I only did the windscreen though not any side or rear windows.

My reasoning was that I do bar keepers friend by hand before applying h2go so wouldn't do any damage applying by pad and made the job a lot quicker. Whether it did the job any better than using it by hand and microfibre i'm not sure but as I say it was a lot quicker.


----------



## Berylburton (Sep 14, 2013)

Whilst not a compound to remove defects, I find the best clean is an Hexlogic Orange pad with Autoglym glass polish. The blue creamy stuff. A spritz with water and a couple of drops will do half the windscreen. Repeat for the other side. 
Once done, a normal spray glass cleaner like AG fast glass, will keep the glass in great order.
I do the ‘deep clean’ twice maybe three times a year


----------



## muzzer (Feb 13, 2011)

Larry Kosilla of Ammo NYC has done a very good video regarding glass cleaning on his youtube channel, don't think he used a machine polisher but it is worth checking out.


----------



## garycha (Mar 29, 2012)

4" rayon pad and Ceripro. Keep a water mister handy to keep glass from over-heating.

Takes time...


----------



## lowejackson (Feb 23, 2006)

If correcting defects in the paint then cerium oxide and rayon pads are needed, as suggested above.

If just looking to give the glass a damn good clean and not correct anything then use your favourite polish and pad after washing (claying etc). Follow with IPA or similar


----------



## bluechimp (Dec 21, 2017)

garycha said:


> 4" rayon pad and Ceripro. Keep a water mister handy to keep glass from over-heating.
> 
> Takes time...


Gary nailed this in one, It can be refined well with a white hex finishing pad, but on glass this often isn't required.
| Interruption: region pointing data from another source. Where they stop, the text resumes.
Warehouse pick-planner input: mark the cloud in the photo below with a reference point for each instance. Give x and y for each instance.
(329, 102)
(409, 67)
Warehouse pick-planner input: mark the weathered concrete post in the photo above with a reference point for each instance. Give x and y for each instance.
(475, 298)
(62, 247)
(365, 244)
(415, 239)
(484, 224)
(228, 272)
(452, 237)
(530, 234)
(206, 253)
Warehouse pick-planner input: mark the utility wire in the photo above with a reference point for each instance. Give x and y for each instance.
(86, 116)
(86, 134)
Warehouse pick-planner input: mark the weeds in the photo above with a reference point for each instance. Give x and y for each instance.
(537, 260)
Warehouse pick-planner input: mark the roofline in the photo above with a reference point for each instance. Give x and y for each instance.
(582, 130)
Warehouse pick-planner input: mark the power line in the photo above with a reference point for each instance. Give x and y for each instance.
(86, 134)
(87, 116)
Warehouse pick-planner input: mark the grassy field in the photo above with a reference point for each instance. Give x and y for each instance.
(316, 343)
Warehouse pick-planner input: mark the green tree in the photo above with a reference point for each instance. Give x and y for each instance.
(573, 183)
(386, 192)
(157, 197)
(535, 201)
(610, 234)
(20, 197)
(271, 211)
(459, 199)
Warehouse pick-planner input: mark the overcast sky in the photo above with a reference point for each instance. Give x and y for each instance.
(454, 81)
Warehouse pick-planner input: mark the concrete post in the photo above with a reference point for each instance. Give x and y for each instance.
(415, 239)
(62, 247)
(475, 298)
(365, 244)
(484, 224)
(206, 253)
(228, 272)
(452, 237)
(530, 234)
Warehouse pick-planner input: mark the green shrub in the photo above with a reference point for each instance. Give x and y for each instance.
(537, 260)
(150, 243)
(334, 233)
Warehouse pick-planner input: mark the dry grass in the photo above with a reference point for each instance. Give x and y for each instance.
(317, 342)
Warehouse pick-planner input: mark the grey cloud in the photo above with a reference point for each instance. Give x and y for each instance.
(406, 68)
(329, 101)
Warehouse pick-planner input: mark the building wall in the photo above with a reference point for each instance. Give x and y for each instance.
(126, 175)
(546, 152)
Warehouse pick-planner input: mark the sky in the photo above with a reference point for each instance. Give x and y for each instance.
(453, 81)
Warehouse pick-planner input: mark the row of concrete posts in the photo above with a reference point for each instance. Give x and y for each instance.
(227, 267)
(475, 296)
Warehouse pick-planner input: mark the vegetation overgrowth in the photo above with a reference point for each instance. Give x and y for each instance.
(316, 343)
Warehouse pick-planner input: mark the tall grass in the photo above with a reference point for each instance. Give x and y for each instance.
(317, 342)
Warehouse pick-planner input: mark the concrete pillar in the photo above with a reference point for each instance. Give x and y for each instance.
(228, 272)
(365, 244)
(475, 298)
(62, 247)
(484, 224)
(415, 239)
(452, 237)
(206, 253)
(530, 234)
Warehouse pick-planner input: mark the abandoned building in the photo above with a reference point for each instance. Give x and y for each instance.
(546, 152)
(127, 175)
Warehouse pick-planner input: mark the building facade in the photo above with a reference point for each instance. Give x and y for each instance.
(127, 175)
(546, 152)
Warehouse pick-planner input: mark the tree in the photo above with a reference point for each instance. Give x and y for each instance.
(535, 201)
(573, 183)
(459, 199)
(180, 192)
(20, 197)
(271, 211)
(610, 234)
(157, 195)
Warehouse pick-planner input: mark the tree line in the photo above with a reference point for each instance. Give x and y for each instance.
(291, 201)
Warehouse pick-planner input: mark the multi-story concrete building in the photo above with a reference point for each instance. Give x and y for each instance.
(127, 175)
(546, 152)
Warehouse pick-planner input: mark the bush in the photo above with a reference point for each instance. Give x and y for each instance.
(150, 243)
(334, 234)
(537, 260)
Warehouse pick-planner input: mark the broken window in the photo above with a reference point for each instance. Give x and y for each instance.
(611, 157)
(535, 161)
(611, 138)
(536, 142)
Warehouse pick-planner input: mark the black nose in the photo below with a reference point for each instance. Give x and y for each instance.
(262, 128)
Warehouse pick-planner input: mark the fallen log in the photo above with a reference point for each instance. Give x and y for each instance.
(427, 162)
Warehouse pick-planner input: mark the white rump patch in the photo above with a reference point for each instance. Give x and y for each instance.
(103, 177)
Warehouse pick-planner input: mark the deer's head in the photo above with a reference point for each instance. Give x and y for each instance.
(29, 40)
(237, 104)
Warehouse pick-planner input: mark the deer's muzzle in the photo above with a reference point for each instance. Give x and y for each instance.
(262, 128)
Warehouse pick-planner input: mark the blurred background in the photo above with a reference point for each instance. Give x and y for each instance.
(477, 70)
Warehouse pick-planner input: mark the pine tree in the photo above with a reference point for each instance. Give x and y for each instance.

When doing this, as Gary mentioned, I cannot stress enough how important it is to keep an eye on the heat!


----------



## German Taxi (Nov 6, 2007)

As mentioned before you will need cerium oxide compound and felt/rayon pads. This is the glass equivalent of a finishing polish; it will remove the likes wiper track marks and polish up the glass nicely.

Have a look here:

Compound: http://www.glasspolishshop.com/consumables/polishing-compounds/glass-polishing

Pads: http://www.glasspolishshop.com/consumables/polishing-pads/rayon-felt

Some basic guidelines:


Move the polisher over the glass faster than you would over paint.
Set the machine at a slightly slower speed than you would for paint, at least to begin with.
Check the temperature often.
Cover rubbers/plastics with cling film or tape.
Don't let the compound dry out (have a bottle to mist with water handy).
Wear eye protection - when in action, cerium oxide produces a kind of slurry so there can be some splatter.


----------



## AndyN01 (Feb 16, 2016)

I use a 2-3 levels, depending upon how disgusting the screen is:

First:

Barkeepers friend in powder form, mixed to a paste with distilled (clear) vinegar.
(https://www.johnlewis.com/bar-keepers-friend-stain-remover-multi-surface-cleaner-300ml/p3283874 & https://groceries.asda.com/product/malt-vinegars/asda-distilled-malt-vinegar/19241

Apply quite generously, working in a circular motion. Leave to dry (like you do with Windowlene - which itself is pretty good).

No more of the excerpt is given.